Environment & Urbanization

World leading environmental and urban studies journal

Climate Change, Vulnerability and Migration

Author(s): 
S Irudaya Rajan, R B Bhagat

Publisher: 
Routledge

Pages: 
306

Year: 
2017

Climate Change, Vulnerability and Migration explores the impact of climate change on migration, particularly on the socioeconomically poor who are disproportionately vulnerable and bear the worst impacts from climate change-related events. Their heightened vulnerability is due to the prevalence of informal work, precarious land rights, subsistence agriculture, and lack of access to financial instruments and other forms of social protection. The book investigates people’s adaptive capacity and ability to cope with climate change, particularly by exploring the importance of remittances from families to those left behind.

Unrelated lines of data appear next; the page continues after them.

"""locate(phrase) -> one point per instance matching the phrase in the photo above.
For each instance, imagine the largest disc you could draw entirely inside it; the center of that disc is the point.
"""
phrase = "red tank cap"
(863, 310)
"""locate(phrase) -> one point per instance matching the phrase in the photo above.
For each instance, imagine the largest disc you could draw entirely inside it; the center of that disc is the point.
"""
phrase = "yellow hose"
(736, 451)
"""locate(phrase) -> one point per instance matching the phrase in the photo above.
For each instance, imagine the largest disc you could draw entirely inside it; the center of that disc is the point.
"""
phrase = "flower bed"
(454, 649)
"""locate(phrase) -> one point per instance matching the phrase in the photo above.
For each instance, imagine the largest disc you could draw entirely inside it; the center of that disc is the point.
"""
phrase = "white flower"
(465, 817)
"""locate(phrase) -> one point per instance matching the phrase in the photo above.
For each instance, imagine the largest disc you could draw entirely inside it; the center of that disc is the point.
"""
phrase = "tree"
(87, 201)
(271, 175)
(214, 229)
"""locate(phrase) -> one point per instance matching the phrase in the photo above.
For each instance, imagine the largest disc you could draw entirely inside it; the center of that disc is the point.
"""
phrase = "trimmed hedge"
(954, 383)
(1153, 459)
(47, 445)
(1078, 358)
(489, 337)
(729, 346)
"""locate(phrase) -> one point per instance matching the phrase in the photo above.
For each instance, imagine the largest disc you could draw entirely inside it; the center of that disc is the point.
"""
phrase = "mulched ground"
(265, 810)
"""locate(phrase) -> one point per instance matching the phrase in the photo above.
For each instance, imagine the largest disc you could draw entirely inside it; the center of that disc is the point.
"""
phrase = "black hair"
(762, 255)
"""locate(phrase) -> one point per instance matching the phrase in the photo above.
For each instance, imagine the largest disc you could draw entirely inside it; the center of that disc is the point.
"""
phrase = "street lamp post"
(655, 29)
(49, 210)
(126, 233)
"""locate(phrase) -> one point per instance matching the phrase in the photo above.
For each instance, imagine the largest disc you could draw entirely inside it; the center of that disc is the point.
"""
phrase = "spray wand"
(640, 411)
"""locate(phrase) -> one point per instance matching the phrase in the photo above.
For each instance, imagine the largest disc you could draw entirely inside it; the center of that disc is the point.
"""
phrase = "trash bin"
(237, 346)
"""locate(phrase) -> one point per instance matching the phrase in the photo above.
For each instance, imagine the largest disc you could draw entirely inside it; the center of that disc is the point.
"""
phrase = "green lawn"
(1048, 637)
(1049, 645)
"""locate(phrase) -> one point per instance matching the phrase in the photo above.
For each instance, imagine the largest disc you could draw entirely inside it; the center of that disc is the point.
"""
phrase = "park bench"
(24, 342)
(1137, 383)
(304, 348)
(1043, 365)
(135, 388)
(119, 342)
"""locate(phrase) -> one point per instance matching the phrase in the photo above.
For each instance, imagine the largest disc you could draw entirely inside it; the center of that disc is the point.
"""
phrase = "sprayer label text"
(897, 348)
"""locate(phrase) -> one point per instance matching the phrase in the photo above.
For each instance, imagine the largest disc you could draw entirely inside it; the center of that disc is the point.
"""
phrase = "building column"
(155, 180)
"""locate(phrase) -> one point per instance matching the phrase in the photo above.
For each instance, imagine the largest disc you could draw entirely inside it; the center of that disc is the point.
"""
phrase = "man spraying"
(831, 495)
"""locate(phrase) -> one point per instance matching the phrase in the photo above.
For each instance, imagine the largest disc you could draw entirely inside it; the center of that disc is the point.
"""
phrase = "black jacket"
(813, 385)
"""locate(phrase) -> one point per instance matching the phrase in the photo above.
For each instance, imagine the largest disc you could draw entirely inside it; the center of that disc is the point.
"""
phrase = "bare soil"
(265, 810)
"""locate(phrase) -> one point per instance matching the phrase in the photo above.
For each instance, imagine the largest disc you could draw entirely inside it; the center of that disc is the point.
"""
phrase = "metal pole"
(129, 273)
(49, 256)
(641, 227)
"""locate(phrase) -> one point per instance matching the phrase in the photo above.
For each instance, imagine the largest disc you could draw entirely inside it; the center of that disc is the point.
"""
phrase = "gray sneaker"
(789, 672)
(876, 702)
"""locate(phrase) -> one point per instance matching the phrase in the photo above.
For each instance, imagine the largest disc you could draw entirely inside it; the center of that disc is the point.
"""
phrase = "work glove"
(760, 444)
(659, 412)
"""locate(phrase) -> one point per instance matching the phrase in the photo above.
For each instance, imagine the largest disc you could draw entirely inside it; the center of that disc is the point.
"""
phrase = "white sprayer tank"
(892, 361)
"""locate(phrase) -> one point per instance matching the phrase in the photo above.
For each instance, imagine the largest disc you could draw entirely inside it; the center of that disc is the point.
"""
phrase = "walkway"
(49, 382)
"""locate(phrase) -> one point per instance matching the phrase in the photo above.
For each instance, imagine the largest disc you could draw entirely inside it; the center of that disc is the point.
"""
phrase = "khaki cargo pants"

The book is based on papers presented at two international conferences: the National Workshop on Migration and Global Environmental Change in India, organized by UNESCO and Foresight, and the Migration, Care Economy and Development seminar organized by the Centre for Development Studies and Professor K.C. Zachariah. It draws on several field studies from the Indian subcontinent, including India, Pakistan and Bangladesh.

The book discusses the concept of push and pull factors as multi-causal determinants of migration decisions. This includes economic factors as well as several social and political factors, including ethnic and social conflict in areas of origin, and political inclusiveness and migrant integration into the community in the destination area. The book analyses climate change as a driver of migration, particularly through socioeconomic and political drivers such as the loss of income, employment opportunities and livelihoods. However, the environmental factors also overlap and interweave with the economic, social and political drivers. Therefore, the direct effects of climate change on migration are difficult to isolate, measure and predict. Nonetheless, the book argues that migration and remittances from migrants should be understood as part of the adaptive solutions to climate change, as opposed to their negative framing in the mainstream.

Chapter 6 describs the impact of remittances from labour migrants to the Gulf on their recipient families in North-West Pakistan. The study shows an overall positive effect as remittances improved households’ ability to satisfy basic needs, as well as invest in basic amenities, health and education. Remittances were also a fundamental coping mechanism and household economic stabilizer during emergency events such as natural disasters and violent conflicts. They functioned as an insurance mechanism, reducing long-term displacement of the recipient households.